Whatever the fights were about, they clearly centered on money. Ezra sent his brother enough money that for shtetl dwellers living on a cheder stipend, they could live pretty well. Your greicer-onkle Jake still has the silver menorah Tateh buried before the war and dug up to take with him on the boat over here - and of course who should get that menorah after he died could have been a huge fight, so I let him take it. We showed him though, we found the same design menorah on ebay for a hundred twenty-five! 

But whether or not Reb Yaakov was ever worried about money, he was terribly worried about his career. He was apparently thirteen years old when Rebbe Chaim Schkop came to Bransk, and Rabbi Schkop was always dying, but he never died. Apparently he could never even stand up and just issued rulings from a bed installed in his Bet-Din (think People's Court for frummies). 

But on the very day Rebbe Schkop gave up the neshawmeh, in his eighties, just a year before my Tateh was born, Rebbe Yaakov fainted in his kheder. He'd been functioning for years as basically the town Rebbe, school melamed, din-torah and tateh tsu tsvelf kinder and was already in his seventies. 

The town makhers wrote immediately to the Mirrer Yeshiva about a miraculous emergency in which the Rebbe and his Yursh dropped dead in the same hour (give or take a few...). Reb Yaakov had come to within an hour and was back to work the next day. But just a few days before his initial installation, the Mirer Rosh Yeshiva wrote back that after much discussion, the Rabbis at Mir had ruled that this was a sign that Bransk would require a Rabbi destined for great things, and one of their grayster yunge khkhams was already on his way to become the new Bransker Rebbe. 

Nobody told Rebbe Yaakov until the day of his installment. They didn't want to make him faint again. But just as his kinder were packing the house to move into the Rebbe's heus and he came over a little early to figure out with the carpenter how to move Rebbe Schkop's bed out of the Bet Din, he saw a young boy he'd never seen before next to a young girl holding a baby. The carpenter called this young boy Rebbe Zilbershteyn. 

But if Rebbe Yaakov's career went nowhere, his family life was clearly overpopulated. Still, he needed one more son to complete the set: a Charlap who'd complete the vision of his dream that he would name Binyamin. That Binyamin was your Tateh's Zaydie, Benjamin Charlap. 

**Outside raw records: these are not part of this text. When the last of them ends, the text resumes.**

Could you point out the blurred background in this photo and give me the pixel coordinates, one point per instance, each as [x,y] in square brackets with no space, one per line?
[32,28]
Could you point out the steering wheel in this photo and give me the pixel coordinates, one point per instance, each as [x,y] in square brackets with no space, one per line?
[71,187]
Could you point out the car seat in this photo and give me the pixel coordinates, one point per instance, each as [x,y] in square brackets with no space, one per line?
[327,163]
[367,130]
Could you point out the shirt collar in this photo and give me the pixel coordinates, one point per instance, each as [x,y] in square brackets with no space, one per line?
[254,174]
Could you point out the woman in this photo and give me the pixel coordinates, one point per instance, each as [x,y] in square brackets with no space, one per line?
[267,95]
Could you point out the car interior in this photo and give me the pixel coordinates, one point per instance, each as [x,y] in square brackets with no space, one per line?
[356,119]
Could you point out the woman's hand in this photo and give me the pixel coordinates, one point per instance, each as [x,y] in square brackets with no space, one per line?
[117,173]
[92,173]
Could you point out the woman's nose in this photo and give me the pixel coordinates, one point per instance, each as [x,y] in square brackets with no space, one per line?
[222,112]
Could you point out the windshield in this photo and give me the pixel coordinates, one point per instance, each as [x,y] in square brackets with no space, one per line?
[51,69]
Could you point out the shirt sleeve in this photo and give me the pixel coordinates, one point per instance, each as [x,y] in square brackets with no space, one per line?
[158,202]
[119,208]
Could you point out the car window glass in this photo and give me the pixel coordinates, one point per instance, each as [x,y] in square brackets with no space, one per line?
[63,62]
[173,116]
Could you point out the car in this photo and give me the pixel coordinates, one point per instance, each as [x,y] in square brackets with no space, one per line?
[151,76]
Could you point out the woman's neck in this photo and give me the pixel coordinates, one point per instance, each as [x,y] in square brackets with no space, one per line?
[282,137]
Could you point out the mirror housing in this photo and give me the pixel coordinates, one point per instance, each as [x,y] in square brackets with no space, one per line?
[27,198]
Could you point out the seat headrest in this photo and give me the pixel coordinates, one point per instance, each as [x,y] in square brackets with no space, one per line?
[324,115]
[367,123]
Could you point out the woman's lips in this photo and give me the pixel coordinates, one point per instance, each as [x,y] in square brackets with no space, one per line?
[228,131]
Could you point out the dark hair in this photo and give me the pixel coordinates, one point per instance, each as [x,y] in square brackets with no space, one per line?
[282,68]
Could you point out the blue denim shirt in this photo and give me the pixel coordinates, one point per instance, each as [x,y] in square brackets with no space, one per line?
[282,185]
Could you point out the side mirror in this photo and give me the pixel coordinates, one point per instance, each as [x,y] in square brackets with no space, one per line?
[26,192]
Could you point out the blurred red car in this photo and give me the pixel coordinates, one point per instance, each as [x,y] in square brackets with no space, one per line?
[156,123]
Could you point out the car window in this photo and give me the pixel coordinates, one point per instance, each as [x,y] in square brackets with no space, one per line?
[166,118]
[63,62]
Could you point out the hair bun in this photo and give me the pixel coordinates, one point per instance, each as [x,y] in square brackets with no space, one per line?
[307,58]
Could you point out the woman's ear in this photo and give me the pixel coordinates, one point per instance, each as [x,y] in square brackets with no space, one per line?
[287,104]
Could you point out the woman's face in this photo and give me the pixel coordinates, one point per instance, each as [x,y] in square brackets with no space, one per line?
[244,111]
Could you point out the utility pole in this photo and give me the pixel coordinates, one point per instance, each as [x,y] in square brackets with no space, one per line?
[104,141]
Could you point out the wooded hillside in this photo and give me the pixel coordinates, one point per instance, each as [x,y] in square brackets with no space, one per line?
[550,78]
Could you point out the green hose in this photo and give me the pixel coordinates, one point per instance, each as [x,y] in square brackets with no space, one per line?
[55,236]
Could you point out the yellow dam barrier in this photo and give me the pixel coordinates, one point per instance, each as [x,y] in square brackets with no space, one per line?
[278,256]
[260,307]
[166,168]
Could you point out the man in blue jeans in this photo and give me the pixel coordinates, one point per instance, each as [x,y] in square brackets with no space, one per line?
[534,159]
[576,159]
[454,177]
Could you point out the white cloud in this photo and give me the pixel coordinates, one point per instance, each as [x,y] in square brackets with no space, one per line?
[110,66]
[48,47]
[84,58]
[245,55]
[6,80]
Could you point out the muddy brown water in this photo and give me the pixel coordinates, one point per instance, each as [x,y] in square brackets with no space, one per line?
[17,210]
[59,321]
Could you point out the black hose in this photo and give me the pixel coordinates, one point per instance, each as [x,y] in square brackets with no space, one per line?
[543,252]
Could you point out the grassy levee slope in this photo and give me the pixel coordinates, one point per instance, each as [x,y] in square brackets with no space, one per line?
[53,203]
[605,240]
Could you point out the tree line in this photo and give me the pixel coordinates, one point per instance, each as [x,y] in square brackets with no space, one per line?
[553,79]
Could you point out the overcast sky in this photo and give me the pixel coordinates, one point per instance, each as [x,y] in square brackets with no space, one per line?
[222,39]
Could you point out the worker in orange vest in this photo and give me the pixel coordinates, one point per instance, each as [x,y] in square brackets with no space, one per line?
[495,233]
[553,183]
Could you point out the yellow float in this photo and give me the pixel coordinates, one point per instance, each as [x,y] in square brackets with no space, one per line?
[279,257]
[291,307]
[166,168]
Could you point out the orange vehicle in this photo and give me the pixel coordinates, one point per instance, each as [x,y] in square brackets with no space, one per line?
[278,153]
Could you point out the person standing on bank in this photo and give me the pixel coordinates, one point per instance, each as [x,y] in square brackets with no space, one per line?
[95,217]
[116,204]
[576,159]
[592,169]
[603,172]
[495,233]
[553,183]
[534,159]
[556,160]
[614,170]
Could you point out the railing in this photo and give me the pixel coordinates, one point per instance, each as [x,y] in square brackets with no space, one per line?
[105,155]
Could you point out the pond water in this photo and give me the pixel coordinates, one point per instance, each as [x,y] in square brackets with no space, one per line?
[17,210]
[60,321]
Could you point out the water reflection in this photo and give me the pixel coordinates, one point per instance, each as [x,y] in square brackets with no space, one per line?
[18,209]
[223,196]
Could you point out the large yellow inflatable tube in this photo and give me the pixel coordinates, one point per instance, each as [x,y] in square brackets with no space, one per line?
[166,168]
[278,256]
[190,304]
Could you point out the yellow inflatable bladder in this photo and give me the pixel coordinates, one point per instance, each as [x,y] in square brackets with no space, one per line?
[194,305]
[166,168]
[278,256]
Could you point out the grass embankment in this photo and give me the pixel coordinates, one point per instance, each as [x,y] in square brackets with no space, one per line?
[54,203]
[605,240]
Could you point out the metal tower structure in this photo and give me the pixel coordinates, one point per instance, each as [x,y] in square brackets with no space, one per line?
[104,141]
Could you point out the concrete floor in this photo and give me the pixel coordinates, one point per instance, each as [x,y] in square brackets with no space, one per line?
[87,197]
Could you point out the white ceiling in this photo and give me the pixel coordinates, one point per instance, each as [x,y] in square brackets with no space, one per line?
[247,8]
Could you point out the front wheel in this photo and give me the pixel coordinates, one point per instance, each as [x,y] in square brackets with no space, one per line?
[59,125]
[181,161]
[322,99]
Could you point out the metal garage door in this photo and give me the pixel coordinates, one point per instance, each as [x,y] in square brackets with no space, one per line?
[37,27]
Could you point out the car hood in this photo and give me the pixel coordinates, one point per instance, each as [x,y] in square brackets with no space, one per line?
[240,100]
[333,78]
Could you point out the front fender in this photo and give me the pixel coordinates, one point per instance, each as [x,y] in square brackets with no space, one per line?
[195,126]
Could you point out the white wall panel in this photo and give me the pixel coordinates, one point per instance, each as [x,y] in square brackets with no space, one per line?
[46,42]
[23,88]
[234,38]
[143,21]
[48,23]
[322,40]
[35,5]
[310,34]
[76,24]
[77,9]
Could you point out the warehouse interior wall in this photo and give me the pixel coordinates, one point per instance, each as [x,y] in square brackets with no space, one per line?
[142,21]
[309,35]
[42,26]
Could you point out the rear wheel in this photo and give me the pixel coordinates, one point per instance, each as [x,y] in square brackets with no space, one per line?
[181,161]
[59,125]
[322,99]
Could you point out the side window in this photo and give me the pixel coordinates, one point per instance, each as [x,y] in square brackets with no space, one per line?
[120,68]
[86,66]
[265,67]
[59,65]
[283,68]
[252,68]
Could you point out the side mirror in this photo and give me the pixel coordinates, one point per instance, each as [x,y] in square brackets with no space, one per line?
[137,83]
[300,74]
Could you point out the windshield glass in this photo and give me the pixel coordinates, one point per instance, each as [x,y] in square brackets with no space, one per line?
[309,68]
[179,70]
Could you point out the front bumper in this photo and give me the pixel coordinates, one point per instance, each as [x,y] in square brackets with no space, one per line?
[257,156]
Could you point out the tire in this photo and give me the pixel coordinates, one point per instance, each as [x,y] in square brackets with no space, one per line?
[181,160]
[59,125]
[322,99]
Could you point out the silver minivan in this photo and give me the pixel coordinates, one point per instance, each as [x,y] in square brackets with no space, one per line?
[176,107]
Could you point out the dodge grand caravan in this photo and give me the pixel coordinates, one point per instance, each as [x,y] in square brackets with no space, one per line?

The day of your alteh-Zaydie's birth was a pretty terrible one: Rosh Hashana 1899. Apparently a couple of deh briders used to hang out in the cemetery, they were apparently the 'cool' shtetlers known as 'Deh Kharlap Khaleriyas'; they'd smoke cigarettes, they'd probably pish on the tombstone of the Rebbe, and I'm sure they'd brag about all deh sheyneh Branskeh maydlach they felt up in the barns. But apparently one day your uncle Shimon, who was clearly a hot tempered type, got roughed up by a gang of Polish hoodlums who left him for dead after he told them that their priests and boyars were murderers. I mean.... he was probably right, but don't let anybody tell you Jews are smart, some Jews if they were twice as smart they'd be idiots. But apparently later that same day, your uncle Asher killed one of the Polish kids who roughed up Shimon so he already had to leave Bransk before the big news. 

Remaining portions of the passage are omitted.